Ce mercredi 13 mai, les informations concernant l'hantavirus continuent de préoccuper la France, avec une patiente dans un état critique suite à une infection contractée lors d'une croisière. La femme, qui serait âgée de plus de 65 ans, est actuellement hospitalisée en réanimation à l'hôpital Bichat-AP-HP, et souffre de la forme cardiopulmonaire la plus sévère de l'hantavirus Andes. Elle est maintenue en vie grâce à un ventilateur, a déclaré le professeur Xavier Lescure, expert en infectiologie.
Lors d'une conférence de presse à Nairobi, le président Emmanuel Macron a voulu rassurer la population, affirmant que la situation était "sous contrôle". Le gouvernement français a instauré des protocoles stricts élaborés en collaboration avec des experts reconnus, et a mis l'accent sur l'importance d'une coordination européenne pour faire face à cette épidémie. "Nous avons les standards les plus exigeants", a souligné Macron, tout en rappelant l’expérience acquise durant la pandémie de Covid-19.
La ministre de la Santé, Stéphanie Rist, a confirmé lors d’une récente interview qu'il n'existe pas d'éléments suggérant une circulation diffuse du virus sur le territoire.
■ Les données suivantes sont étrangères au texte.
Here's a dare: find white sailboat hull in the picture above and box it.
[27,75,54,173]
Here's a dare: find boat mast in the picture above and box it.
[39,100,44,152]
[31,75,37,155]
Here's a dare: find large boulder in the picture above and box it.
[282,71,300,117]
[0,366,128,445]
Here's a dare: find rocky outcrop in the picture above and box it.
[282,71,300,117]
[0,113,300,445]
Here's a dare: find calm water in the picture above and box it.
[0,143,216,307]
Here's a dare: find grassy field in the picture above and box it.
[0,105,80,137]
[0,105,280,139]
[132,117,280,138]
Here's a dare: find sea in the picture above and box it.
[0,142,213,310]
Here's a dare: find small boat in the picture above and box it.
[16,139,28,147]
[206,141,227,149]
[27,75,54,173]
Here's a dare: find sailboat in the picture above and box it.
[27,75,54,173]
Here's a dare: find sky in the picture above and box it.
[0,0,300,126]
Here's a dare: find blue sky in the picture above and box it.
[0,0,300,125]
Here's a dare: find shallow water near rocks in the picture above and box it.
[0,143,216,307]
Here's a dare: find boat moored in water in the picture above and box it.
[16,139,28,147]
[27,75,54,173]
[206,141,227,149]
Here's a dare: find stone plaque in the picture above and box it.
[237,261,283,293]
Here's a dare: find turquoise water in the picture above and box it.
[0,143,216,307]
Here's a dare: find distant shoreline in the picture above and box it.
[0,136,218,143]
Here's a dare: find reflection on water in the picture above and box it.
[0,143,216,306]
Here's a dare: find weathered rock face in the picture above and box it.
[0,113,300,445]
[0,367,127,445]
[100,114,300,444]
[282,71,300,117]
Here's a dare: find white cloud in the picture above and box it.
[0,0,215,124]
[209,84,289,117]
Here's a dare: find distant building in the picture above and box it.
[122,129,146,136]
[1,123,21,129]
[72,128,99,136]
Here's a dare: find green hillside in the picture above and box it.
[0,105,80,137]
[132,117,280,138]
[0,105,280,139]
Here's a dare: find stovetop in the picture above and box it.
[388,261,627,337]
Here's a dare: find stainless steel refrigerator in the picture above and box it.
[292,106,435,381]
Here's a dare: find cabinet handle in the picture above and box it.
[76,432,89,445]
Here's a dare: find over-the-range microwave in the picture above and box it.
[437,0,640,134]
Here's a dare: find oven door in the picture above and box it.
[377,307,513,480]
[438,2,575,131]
Les 22 personnes identifiées comme cas contact sont sous observation, mais jusqu'à présent, aucune d'entre elles ne présente de symptômes cliniques, selon des analyses effectuées par les autorités sanitaires. Elles resteront hospitalisées pour un suivi rigoureux de quatorze jours.
Quant aux autres passagers du MV Hondius, qui ont également été exposés, la ministre a précisé que leur état de santé est stable. Vous pouvez consulter cet article pour plus de détails.
Cette situation met en exergue la nécessité d'une vigilance accrue face aux maladies infectieuses, comme le rappelle le Dr. Lescure : "Nous devons apprendre des crises passées pour mieux anticiper les futures." Alors que les discussions au sein de l'Union européenne se poursuivent pour établir des protocoles uniformes, la France semble en bonne voie pour gérer cette crise avec efficacité.